How to spread the audio spectrum into a grid

I'm trying to use processing to take an audio input and create a audio spectrum that is broken into multiple rows and fits uniformly to the width of the sketch.
I want the ellipse to be spread out in a grid like fashion and also represent different parts of the spectrum.

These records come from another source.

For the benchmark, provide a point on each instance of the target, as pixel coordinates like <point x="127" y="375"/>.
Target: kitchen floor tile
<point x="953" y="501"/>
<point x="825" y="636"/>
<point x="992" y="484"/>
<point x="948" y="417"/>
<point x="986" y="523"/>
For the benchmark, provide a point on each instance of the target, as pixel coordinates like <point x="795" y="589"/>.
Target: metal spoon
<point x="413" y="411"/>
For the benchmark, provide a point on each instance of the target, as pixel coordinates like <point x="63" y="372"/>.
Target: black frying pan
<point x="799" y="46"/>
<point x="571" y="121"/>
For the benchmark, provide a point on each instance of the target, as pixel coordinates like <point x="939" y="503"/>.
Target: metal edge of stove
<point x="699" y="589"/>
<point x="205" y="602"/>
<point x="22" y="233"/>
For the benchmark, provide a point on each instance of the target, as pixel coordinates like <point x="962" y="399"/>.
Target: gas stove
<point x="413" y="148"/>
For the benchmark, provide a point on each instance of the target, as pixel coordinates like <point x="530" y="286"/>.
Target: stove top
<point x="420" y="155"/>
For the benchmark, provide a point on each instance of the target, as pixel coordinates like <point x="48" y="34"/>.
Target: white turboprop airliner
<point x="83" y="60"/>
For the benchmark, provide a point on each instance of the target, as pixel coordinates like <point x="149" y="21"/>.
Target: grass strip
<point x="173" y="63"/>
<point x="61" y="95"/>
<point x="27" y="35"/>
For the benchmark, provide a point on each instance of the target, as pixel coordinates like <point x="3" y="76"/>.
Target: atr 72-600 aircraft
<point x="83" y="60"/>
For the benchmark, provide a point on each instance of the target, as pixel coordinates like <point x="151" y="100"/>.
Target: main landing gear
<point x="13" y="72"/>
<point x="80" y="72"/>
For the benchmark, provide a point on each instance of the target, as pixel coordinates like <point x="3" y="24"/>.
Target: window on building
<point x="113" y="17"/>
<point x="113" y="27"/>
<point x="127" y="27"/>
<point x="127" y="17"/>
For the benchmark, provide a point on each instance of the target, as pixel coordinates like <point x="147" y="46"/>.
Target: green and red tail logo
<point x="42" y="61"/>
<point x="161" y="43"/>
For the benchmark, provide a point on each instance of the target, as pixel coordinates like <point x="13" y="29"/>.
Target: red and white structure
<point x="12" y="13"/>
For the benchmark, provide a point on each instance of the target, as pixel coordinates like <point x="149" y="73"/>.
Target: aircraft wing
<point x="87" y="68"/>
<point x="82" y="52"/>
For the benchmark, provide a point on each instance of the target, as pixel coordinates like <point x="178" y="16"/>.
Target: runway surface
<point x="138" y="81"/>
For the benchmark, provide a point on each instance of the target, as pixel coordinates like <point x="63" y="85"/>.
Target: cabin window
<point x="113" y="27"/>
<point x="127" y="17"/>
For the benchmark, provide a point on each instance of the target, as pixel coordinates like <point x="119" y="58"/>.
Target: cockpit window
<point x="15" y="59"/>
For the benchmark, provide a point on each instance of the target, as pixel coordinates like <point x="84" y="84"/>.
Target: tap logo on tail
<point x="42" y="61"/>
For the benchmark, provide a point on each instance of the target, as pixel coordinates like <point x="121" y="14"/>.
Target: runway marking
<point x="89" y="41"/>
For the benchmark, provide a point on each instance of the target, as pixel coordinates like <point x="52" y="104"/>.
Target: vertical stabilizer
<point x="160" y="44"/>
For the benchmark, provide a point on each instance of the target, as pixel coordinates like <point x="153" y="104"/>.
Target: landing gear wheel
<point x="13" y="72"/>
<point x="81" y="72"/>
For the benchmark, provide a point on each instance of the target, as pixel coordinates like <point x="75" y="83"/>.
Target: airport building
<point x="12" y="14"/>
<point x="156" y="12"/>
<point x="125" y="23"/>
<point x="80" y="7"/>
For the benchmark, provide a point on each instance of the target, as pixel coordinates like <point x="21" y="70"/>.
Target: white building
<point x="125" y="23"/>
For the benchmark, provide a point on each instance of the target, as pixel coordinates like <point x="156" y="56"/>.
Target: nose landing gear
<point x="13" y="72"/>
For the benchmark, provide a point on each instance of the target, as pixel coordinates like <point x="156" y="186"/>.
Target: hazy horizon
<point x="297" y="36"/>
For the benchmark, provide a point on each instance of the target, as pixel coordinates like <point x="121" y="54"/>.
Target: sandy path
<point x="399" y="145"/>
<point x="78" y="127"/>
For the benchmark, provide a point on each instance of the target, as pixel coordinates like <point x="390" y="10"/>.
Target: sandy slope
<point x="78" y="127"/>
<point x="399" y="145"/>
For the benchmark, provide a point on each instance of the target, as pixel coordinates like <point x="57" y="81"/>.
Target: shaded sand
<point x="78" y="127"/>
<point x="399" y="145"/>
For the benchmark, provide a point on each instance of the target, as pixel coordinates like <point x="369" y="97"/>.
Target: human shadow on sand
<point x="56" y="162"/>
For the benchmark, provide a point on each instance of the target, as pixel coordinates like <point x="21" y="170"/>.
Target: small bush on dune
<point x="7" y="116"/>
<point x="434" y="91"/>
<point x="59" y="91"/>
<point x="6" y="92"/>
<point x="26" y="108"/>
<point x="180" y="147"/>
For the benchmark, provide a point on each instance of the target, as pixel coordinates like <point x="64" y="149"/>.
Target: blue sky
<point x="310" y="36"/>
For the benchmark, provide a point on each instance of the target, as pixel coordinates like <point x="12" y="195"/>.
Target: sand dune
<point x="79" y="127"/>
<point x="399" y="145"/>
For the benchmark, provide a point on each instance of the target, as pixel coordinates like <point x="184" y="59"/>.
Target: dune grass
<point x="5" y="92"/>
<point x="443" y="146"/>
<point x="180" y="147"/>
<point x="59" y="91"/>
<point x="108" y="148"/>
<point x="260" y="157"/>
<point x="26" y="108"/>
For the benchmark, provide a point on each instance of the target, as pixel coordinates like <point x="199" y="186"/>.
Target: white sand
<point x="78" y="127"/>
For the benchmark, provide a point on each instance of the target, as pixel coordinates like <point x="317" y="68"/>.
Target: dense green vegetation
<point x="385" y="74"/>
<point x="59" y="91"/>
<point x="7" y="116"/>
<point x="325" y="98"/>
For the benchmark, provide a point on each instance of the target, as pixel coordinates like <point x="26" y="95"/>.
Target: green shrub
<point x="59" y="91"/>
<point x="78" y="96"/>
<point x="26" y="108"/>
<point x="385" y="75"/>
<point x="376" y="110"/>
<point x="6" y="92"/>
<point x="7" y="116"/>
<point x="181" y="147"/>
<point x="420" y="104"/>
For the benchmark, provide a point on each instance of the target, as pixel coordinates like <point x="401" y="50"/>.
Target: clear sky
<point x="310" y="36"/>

import ddf.minim.analysis.*;
import ddf.minim.*;
Minim minim;
FFT fft;
AudioInput mic;
void setup()
{
size(512, 512, P3D);
minim = new Minim(this);
mic = minim.getLineIn();
fft = new FFT(mic.bufferSize(), mic.sampleRate());
}
void draw()
{
background(0);
stroke(255);
fft.forward(mic.mix);
for(int i = 0; i < fft.specSize(); i++)
{
float size = fft.getBand(i);
float x = map(i, 0, fft.specSize(), 0, height);
float y = i;
ellipse(x, y, size, size );
}
}
The fft data is a 1D signal and you want to visualise the data as a 2D grid.
If you know how many rows and columns you want your grid to have you can use arithmetic to calculate the x and y grid location base on the index.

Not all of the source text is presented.